December 5, 2001
chancellor battle royale
Made a pretty good fool of myself today at the Chancellor’s news conference. Near the end of the session she casually asked us for any advice on improving student life at UMD. Everyone was silent, so I finally raised the dry campus issue. My question/statement was clumsy and amounted to a grade school “it’s not fair” argument. “How come even students over the age of 21 cannot drink on campus?” “Well,” smoothly replied the Chancellor, “95% of students living on campus are underage, so we laid it out in the interest of that majority. If it was closer to 50/50, we may have done something different.”
She won this round… and since I didn’t put my question in any context it sounded like a sorry-ass reporter’s attempt at trolling the speaker. “Oh look, lets drag the old cat out of the bag and beat it to death again!”
My point, which I figured out after the conference, was this. Yes, the majority of the 2,000 students living on campus are not of legal drinking age, most of them freshman. A UMD education seems to take students about five years, and three of those years are spent over the age of 21 (one’s junior, senior and super-senior years). By this, it can be reasoned that the majority of students at UMD are of legal drinking age.
The Bullpub on campus used to be just what its name suggests; a pub that served alcohol, perish the thought. Since UMD became dry that changed, of course. The renovations of the Kirby Student Center include a coffee shop. A noble proposal, yes, but not exactly practical with a college demographic. From my working experience at a coffee shop, the customers are usually high schoolers or professional old gits, those with disposable income.
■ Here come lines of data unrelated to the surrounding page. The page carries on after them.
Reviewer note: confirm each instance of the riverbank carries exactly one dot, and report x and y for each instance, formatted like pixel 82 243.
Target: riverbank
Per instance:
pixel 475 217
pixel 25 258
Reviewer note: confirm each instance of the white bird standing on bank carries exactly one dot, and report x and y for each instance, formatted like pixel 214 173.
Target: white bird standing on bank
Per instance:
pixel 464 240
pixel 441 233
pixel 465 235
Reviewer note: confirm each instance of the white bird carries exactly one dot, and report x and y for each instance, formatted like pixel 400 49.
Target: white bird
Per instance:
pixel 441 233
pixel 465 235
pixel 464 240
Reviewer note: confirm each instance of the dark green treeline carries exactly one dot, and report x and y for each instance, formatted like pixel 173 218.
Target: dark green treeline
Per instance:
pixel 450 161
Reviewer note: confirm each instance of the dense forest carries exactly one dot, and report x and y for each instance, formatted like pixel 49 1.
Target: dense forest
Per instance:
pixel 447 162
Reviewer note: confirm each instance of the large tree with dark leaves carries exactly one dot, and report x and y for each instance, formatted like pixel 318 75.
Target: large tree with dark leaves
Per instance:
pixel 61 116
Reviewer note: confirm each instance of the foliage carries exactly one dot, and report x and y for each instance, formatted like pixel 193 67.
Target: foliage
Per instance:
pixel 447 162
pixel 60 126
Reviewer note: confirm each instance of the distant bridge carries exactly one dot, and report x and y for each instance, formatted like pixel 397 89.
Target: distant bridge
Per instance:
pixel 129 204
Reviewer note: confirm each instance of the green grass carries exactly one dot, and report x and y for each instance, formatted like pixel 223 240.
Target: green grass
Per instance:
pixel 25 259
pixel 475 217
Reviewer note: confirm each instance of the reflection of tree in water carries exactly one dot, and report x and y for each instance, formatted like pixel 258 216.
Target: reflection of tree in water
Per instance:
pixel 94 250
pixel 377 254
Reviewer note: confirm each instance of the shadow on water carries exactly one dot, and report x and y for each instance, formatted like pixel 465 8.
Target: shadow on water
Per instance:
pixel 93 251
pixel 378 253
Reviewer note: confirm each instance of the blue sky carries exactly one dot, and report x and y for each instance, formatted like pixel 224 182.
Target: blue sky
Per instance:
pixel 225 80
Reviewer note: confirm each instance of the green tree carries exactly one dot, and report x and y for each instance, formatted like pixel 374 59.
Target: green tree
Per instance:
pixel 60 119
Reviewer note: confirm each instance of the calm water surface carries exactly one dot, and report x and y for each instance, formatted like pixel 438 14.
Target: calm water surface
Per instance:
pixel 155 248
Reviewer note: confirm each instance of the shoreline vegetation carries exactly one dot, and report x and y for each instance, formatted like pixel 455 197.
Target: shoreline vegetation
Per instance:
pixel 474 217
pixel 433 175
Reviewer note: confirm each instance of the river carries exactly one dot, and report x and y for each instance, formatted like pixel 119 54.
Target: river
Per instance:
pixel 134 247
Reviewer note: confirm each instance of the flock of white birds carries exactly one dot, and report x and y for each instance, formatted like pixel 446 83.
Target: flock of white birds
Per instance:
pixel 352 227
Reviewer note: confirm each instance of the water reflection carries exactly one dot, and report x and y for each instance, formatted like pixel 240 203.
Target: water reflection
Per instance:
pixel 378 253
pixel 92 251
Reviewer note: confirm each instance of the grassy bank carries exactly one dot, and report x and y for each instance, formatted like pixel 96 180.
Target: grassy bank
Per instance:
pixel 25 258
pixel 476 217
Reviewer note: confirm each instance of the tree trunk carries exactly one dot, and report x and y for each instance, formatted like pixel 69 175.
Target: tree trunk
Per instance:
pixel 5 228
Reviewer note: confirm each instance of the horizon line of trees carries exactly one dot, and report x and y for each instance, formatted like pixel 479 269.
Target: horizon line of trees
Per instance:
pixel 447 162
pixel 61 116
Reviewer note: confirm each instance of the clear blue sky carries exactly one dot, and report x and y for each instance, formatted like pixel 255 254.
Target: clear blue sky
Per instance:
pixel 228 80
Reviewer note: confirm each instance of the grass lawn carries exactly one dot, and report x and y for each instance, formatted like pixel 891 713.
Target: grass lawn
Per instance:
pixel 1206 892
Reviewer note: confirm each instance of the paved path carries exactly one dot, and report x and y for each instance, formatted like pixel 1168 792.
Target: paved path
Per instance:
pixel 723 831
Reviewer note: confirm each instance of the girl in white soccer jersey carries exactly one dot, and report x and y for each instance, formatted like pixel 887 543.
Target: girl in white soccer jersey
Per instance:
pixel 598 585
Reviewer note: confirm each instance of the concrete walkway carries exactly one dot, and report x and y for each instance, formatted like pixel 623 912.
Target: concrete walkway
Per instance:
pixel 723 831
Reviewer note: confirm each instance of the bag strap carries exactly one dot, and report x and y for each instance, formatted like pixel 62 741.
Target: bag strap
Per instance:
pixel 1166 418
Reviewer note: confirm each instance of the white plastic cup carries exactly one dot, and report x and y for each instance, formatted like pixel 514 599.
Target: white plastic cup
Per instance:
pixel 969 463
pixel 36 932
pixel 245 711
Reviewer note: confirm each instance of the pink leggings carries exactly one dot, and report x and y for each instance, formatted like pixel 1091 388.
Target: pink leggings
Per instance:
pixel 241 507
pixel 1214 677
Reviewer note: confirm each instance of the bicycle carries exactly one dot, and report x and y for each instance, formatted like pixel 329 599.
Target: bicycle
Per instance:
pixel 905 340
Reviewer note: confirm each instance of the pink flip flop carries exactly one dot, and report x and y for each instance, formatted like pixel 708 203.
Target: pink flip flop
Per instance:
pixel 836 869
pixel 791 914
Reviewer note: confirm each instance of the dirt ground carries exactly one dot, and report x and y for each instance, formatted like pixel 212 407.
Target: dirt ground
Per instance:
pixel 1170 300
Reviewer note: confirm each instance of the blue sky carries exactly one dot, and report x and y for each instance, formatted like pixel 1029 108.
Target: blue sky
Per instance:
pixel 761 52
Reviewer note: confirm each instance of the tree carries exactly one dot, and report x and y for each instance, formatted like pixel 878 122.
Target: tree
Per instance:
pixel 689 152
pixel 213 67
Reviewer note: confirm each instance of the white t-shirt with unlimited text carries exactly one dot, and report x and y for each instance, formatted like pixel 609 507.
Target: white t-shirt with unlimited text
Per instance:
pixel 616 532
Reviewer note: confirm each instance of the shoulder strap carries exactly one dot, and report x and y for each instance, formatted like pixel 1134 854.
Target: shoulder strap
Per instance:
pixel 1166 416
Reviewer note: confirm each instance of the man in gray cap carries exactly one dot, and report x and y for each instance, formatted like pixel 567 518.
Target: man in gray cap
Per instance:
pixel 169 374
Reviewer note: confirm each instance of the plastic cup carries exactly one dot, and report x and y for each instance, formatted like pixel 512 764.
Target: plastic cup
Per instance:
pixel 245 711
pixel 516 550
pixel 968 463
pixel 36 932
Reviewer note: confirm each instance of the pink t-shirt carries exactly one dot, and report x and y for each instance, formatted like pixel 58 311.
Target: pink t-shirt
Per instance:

If poor college kids are going to pay three bucks a glass for something, we want a little buzz included in the deal.
So, it is with a coffee shop that they intend to introduce a social atmosphere to UMD. Currently there is no hep place to hang out on campus, and thus the school goes completely dead on weekends as students trek over to sleazy bars in Superior. Those that don’t make the trek (as research from fellow journalist Leah Berg suggests) end up sitting in their room moaning about being bored. There is no on-campus culture, because there is nothing to do/nowhere to go on campus. We have a sexy library, but that’s about all.
UMD needs a bar or pub or tavern or inn or anything on campus. It will attract students during nonacademic hours by serving the college drink of choice: Turpentine. This will not bring about widespread destruction of learning and teaching, but will hopefully draw students into a more intimate relationship with their school. Instead of only associating UMD with the drudgery of classes, students may begin to see that the school has other things to offer them. By spending some of their free-time on campus, they may see the school as a key element in their lives, not just their academics.
UMD cries over why donations from alumni are so low when compared to other schools. Perhaps because the school has no identity in their mind. Students go here, the school wrings as much as possible out of them, and afterwards they are more than happy to leave.
There is a dichotomy between academics and life, here. The school gives us what we need, but our wants go unfulfilled. Under a dry campus the fun must occur somewhere besides UMD, even though the fun is what I remember from college. UMD sits forgotten by the wayside.
It flopped the first time I tried to say it. I don’t know if I did any better with the second.
So yeah. Maybe we need to loosen the dry campus policy, get some booze and whores in here.